Tak postanowili autorzy Miszny: Grzesznik – grzechy jego odpieczętowane na jego kościach. Sprawiedliwy – błogie działania jego odpieczętowane na jego kościach. I dlatego powiedział Dawid: „Wszystkie kości moje zaczną mówić”. Lecz dlaczego grzechy odpieczętowane na kościach bardziej niż na mięsie, żyłach i skórze? To dlatego, że kości są białego koloru, a czarny nie objawia się inaczej jak tylko na białym tle.
Tak samo i Tora – biała od wewnątrz, czyli jej pergamin, i czarny atrament na zewnątrz, białe i czarne jest to światło i ciemność. Oprócz tego, ciało powstaje na własnych kościach, i dlatego błogie działania i grzechy odpieczętowane są na jego kościach. I jeżeli stanie się godny człowiek, powstanie ciało na kościach swoich, a jeżeli nie stanie się godny, nie powstanie i nie będzie wskrzeszony z martwych.
Należy zrozumieć mowę Zoharu – co oznacza prawo zobowiązujące człowieka świadczyć w sądzie, żeby nie utracił pieniędzy bliźni, co oznacza to w wewnętrznej pracy w naprawieniu duszy? Należy zrozumieć, z czego składa się jego pretensja, czego on żąda i od kogo żąda, i jakie znaczenie ma to, że tylko za prawego człowieka warto świadczyć?
W wewnętrznej pracy człowiek idzie ku temu, żeby dał jemu Stwórca to, czego on żąda. I jeżeli tak jest, to dlaczego żeby pokazać, że jego żądania są sprawiedliwe, on powinien świadczyć? Czyżby Stwórca nie wiedział, czy mówi człowiek prawdę, czy kłamie, a tylko kiedy człowiek świadczy, Stwórca widzi, że jego żądania są sprawiedliwe?

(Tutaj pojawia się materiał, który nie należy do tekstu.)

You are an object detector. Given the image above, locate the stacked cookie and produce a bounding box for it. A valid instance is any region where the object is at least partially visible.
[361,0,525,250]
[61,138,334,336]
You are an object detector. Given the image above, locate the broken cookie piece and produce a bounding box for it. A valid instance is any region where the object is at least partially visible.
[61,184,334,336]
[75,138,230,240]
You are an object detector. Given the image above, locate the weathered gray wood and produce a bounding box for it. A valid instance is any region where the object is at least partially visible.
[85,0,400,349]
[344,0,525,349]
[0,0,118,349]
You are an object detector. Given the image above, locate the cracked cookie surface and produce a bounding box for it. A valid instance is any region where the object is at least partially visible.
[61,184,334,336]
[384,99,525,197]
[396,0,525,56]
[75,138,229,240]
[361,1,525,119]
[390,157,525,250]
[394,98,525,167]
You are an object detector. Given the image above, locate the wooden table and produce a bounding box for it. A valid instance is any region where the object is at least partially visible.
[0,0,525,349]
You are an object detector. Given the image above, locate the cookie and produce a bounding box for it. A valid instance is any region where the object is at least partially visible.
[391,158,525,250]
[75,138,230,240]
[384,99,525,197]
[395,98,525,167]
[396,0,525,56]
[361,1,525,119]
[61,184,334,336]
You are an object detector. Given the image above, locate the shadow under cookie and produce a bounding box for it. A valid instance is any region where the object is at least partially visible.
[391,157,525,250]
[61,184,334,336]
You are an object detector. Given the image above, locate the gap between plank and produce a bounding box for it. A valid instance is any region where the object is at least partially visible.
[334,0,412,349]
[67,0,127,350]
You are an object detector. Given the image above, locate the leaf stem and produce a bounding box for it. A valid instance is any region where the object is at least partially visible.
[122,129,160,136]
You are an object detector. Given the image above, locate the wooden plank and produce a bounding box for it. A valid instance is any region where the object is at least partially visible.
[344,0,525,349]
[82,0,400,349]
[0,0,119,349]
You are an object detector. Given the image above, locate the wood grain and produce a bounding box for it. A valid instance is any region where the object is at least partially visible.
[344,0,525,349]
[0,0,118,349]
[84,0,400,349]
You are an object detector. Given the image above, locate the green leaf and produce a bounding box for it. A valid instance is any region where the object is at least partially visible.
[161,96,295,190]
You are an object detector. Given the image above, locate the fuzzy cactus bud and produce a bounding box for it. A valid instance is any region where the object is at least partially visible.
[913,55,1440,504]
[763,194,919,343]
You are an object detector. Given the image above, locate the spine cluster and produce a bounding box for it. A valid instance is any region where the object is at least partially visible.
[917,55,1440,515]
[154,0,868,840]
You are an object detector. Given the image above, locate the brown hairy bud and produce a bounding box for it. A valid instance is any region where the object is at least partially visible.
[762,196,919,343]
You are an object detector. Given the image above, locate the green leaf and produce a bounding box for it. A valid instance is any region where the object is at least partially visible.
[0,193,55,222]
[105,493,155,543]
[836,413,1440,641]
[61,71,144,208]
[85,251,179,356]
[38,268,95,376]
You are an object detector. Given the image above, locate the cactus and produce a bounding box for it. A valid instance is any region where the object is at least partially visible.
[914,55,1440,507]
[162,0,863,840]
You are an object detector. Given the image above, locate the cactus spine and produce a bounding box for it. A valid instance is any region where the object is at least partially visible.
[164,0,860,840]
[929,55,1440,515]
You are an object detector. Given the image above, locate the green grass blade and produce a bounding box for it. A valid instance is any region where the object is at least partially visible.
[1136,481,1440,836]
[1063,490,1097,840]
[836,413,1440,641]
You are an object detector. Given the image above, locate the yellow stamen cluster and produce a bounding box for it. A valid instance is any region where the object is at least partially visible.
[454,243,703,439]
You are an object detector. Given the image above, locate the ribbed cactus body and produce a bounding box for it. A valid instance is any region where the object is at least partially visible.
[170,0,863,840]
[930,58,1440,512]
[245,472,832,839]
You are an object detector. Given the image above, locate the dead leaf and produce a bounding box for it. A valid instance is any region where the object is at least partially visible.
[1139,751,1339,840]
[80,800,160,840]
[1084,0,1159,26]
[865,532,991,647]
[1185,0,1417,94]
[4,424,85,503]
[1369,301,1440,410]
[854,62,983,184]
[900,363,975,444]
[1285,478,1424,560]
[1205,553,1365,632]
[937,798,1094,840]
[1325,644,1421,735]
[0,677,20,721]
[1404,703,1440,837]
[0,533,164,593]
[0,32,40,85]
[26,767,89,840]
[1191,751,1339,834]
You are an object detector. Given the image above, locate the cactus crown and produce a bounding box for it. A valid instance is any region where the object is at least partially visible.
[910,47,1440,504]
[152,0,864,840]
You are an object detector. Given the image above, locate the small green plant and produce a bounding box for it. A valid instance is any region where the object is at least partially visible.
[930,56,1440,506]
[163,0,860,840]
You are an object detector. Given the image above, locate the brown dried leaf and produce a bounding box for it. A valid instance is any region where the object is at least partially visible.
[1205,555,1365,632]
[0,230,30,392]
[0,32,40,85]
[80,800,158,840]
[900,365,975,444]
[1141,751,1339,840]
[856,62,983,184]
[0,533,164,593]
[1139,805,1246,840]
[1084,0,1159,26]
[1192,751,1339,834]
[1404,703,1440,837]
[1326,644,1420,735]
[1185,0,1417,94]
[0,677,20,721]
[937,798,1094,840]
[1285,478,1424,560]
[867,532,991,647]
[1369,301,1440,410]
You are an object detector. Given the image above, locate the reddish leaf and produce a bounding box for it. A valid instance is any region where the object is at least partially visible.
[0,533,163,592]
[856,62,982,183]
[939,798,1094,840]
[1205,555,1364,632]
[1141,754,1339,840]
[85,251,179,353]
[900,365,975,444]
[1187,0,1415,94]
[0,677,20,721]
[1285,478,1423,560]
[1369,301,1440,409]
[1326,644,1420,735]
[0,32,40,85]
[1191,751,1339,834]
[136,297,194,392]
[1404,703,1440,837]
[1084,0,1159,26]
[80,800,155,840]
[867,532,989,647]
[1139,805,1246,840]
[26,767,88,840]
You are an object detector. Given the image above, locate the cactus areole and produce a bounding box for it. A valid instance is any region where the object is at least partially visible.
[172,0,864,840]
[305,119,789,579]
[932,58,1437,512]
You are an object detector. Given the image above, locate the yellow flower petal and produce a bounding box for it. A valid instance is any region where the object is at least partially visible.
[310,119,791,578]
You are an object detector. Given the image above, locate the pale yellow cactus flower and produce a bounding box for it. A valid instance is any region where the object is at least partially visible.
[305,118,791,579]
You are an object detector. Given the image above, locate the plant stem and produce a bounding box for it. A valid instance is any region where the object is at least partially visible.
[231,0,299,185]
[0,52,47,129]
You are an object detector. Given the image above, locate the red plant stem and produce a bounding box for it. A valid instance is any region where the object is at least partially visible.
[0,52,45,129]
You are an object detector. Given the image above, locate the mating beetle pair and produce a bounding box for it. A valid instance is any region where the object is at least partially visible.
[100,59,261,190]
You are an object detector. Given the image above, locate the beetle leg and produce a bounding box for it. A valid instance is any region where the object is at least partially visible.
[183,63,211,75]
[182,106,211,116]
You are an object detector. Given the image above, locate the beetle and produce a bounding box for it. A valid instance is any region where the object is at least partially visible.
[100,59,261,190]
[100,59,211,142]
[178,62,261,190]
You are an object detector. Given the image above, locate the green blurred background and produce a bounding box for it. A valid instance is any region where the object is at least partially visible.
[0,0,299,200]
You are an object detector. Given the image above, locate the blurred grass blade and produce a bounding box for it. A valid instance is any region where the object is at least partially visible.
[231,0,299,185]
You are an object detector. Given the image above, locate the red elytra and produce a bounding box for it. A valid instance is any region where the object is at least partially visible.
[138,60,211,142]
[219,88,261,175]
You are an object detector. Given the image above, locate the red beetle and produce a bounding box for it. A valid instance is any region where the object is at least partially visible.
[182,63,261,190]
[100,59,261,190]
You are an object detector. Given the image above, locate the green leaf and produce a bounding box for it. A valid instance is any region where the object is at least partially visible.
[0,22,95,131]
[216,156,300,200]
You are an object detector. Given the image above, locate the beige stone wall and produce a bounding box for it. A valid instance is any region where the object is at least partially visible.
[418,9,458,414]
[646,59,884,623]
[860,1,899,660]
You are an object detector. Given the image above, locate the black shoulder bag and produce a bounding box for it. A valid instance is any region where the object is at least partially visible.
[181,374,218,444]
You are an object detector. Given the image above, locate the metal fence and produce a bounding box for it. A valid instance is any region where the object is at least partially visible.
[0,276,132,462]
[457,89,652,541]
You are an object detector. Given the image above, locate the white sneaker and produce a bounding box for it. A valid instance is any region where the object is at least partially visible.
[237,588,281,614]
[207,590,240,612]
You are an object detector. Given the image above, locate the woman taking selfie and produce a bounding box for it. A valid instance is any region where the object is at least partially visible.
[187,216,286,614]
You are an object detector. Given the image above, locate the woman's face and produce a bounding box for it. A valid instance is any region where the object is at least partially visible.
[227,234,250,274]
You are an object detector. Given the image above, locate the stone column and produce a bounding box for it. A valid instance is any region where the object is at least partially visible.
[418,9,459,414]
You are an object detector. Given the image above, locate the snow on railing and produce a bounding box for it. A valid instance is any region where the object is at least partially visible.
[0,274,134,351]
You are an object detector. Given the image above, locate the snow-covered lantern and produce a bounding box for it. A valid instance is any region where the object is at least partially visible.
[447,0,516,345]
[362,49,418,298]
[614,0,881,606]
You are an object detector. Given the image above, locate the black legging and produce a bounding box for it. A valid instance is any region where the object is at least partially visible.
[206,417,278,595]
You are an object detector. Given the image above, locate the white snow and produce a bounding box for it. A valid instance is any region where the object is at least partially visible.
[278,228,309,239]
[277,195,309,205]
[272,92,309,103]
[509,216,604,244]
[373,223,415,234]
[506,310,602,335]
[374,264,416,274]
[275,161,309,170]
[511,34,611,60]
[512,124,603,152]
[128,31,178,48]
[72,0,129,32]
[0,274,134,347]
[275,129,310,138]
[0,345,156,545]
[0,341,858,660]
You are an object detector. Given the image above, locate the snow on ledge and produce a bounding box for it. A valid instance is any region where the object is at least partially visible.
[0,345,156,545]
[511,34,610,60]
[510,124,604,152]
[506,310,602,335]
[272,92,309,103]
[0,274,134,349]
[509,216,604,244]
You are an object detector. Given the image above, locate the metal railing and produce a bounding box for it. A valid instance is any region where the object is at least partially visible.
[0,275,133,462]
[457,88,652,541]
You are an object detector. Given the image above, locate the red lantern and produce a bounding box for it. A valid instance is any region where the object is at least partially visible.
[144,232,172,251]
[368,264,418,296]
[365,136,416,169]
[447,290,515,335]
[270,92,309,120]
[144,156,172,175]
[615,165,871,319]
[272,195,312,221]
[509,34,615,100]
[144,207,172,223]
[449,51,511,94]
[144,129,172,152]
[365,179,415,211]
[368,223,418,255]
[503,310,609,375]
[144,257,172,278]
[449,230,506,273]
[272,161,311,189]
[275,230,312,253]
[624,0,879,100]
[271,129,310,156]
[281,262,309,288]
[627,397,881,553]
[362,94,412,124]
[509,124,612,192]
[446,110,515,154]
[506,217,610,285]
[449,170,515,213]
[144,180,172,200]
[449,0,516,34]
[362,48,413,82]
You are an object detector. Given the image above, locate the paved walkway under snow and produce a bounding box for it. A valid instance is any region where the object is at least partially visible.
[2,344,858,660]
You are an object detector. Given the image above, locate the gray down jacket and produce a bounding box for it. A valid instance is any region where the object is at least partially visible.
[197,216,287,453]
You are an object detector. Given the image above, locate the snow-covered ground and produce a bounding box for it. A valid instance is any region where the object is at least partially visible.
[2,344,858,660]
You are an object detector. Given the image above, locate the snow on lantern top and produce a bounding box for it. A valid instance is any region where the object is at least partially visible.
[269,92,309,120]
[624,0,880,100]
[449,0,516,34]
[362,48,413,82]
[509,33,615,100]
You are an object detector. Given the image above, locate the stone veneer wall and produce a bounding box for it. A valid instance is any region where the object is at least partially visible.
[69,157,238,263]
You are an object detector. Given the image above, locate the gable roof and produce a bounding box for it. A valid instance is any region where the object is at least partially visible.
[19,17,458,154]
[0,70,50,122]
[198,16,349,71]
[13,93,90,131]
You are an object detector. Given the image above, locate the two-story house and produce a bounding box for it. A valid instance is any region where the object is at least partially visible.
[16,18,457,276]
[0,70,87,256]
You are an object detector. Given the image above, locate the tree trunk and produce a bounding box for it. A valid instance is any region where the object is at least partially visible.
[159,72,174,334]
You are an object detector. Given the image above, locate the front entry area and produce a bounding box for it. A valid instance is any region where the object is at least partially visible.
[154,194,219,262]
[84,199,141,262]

I jak może człowiek prawdziwie dawać informacje o sobie? I jeszcze powinniśmy zrozumieć: Dlaczego świadczenie powinno być od ścian jego serca?
Czyżby nie było przyjętym, że świadczenie powinno iść z ust, jak powiedzieli nasi mędrcy: „Z ich ust, a nie z ich pism”? A tu mówi się o tym, że powinno wychodzić ze ścian serca, a nie z ust? Jak również należy zrozumieć, co on ma na uwadze, że tak postanowili autorzy Miszny: „Grzesznik – grzechy jego odpieczętowane na kościach jego, sprawiedliwy – błogie działania jego odpieczętowane na kościach jego”. Czyżby w ziemskich kościach były zapisane grzechy i błogie działania? Jak duchowe pojęcia, czyli przykazania i ich naruszenia, odpieczętowane są na zwykłych kościach?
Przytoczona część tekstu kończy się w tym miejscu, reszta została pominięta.